That was the conclusion that Aleta came to that night, her knees drawn up to her chest on her couch, living room windows frosted-over so no one could see her crying. Thirty-four floors up and the woman still felt as if every person below had their eyes on her. Call her self-centered, paranoid-- the fear still stood, ever-present, in her mind.

She had stayed in that position since the afternoon, when she returned to her apartment and curled up on the couch, staring at the tea green walls with a blank stare usually associated with those at an asylum; her joints were stiff from lack of motor movement. She could feel her thoughts drifting, sifting through her fingers every time she managed to catch one, the effect of her delirious consciousness.

This was a battle that she was losing, and Aleta knew it.

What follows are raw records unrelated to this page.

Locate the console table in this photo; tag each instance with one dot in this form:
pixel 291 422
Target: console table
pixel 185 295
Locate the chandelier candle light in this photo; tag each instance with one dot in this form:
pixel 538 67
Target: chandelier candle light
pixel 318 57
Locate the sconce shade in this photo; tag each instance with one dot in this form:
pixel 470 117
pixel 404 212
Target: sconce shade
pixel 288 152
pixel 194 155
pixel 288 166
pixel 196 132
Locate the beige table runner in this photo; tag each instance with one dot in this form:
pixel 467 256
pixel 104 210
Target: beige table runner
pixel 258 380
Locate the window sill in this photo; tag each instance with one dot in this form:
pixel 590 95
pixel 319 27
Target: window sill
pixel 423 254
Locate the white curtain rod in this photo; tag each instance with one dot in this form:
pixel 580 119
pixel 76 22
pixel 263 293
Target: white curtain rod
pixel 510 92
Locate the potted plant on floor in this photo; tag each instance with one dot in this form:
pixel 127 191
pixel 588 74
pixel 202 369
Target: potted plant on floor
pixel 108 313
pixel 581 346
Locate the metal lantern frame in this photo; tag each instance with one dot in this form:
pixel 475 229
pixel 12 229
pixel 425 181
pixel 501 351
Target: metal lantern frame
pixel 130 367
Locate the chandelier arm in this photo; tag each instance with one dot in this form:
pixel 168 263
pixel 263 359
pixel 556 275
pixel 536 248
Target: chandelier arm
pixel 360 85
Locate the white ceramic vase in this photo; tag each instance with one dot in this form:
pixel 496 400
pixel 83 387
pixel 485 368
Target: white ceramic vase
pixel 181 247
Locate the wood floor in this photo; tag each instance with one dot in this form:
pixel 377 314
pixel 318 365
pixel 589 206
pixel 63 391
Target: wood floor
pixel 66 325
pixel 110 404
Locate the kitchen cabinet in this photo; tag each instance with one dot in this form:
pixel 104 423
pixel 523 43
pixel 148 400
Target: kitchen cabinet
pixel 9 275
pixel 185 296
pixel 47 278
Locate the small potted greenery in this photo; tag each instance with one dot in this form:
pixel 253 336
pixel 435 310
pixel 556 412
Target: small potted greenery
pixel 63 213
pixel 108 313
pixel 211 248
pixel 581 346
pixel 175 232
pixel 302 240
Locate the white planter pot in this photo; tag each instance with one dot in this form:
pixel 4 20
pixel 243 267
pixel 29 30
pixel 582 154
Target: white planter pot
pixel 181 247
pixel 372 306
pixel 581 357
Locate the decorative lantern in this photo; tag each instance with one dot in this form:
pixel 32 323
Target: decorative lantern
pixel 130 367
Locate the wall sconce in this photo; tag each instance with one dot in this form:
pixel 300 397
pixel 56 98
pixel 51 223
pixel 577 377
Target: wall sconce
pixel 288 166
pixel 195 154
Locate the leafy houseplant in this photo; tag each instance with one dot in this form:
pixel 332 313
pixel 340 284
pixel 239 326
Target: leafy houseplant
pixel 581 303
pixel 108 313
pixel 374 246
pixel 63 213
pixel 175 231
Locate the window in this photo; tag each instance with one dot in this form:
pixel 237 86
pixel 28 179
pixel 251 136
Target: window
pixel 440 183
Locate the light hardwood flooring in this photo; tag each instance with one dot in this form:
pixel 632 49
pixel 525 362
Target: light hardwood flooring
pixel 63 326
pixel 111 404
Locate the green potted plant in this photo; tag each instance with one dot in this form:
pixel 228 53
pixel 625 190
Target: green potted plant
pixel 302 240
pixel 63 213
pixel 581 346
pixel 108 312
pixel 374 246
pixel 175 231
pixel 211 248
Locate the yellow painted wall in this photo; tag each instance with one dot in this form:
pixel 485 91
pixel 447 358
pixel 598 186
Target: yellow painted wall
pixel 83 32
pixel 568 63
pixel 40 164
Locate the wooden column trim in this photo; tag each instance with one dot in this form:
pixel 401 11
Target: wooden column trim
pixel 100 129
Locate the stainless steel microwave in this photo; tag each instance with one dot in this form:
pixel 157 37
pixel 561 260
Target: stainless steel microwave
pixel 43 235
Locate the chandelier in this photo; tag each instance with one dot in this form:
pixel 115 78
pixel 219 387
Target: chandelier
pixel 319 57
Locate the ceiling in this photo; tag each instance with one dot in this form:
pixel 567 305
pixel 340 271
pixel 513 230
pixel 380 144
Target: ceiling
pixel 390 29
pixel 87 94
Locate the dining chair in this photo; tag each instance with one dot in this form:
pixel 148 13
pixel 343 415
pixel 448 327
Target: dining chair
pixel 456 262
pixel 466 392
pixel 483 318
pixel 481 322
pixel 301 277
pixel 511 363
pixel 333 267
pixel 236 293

The defeat hit her hard, later in the night. She had never lost before. Not with Logan, not with the Council, not with a gun. Who knew that she had finally found an enemy in herself that she couldn’t face? The realization shook her. She should have never taken on the job. She was a fool for doing so. Fyre was lined up for the promotion before her, and Mason. Both had level heads on their shoulders-- so why choose the unstable, emotional wreck of a woman instead? Why choose the person who had lost all her family and was known to make rash decisions?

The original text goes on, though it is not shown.